I have Splunk forwarder 6.1.x installed on my servers. Splunk monitoring (many alerts) has been set up for these servers. However, a few servers will be decommissioned (will not be used for sometime). So I want to disable all the Splunk monitoring for these servers for some time period without stopping the Splunk process or without modifying the already set up alerts (modifying all alerts will be tedious). Is there a possibility for this in Splunk? Once the server is needed again, I need to reenable Splunk monitoring. So please suggest how to disable Splunk monitoring for some time period and reenable them later?
Kindly help me out.
A high level solution is to maintain a lookup of your planned maintenances, and use it as a filter to decide to trigger the alert.
pseudo example :
maintenance.csv host,start,end,mode server1,1438122595,1438124595, maintenance server1,1438122595,1438124595, maintenance
and the search alert
<search for error> | lookup maintenance.csv host | search NOT mode="maintenance" AND (_time>start AND _time<end)
If you want to go further, look at timebased lookups
It depends a good bit on what you are monitoring and how those searches are crafted. A short answer is simply add "disabled = True" for any monitor statements in your inputs. If, for example, you were monitoring /var/log on a server and added the disabled line the Splunk agent would continue to run but would no longer bring data in from that path.
From an alerting perspective if you are looking simply for the lack of events you could maybe have a scripted input that generated some minor log data every couple hours I guess. MuS' answer with inserting a lookup table into the mix is a good way to go that bakes in some flexibility.
at some of my costumers in use a lookup table which holds all host names and another field called
alert_status which either shows
disabled. Using this lookup table on
host=* as automated lookup will provide for each host a field which shows the
alert_status.
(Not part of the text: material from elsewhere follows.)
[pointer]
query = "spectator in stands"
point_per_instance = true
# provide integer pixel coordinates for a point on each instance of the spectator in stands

The costumers can edit the lookup table either by using the lookup editor https://splunkbase.splunk.com/app/1724/ or by using the
Finally you have to use the field
alert_status in your alert searches, so you only search on:
this is your alert search alert_status=enabled | ...
This will only search for hosts with alerts enabled in the lookup file.
Hope this helps to get you started ...
Thankyou for the response.
However I have a doubt here...
Should all the alerts which I want to disable be mentioned in the lookup ??
The problem is I have many alerts being configured and I don't know the origin of these alerts(Splunk searches).
So If I include the host in the lookup , is it sufficient to disable all the alerts that's been set for a particular host?
Yes, but remember to modify the search to search for the lookup field called
alert_status=enabled based on my example. You will name it what ever fits in your environment. It maybe some effort to modify all the alert searches once, but it is well worth it in the end.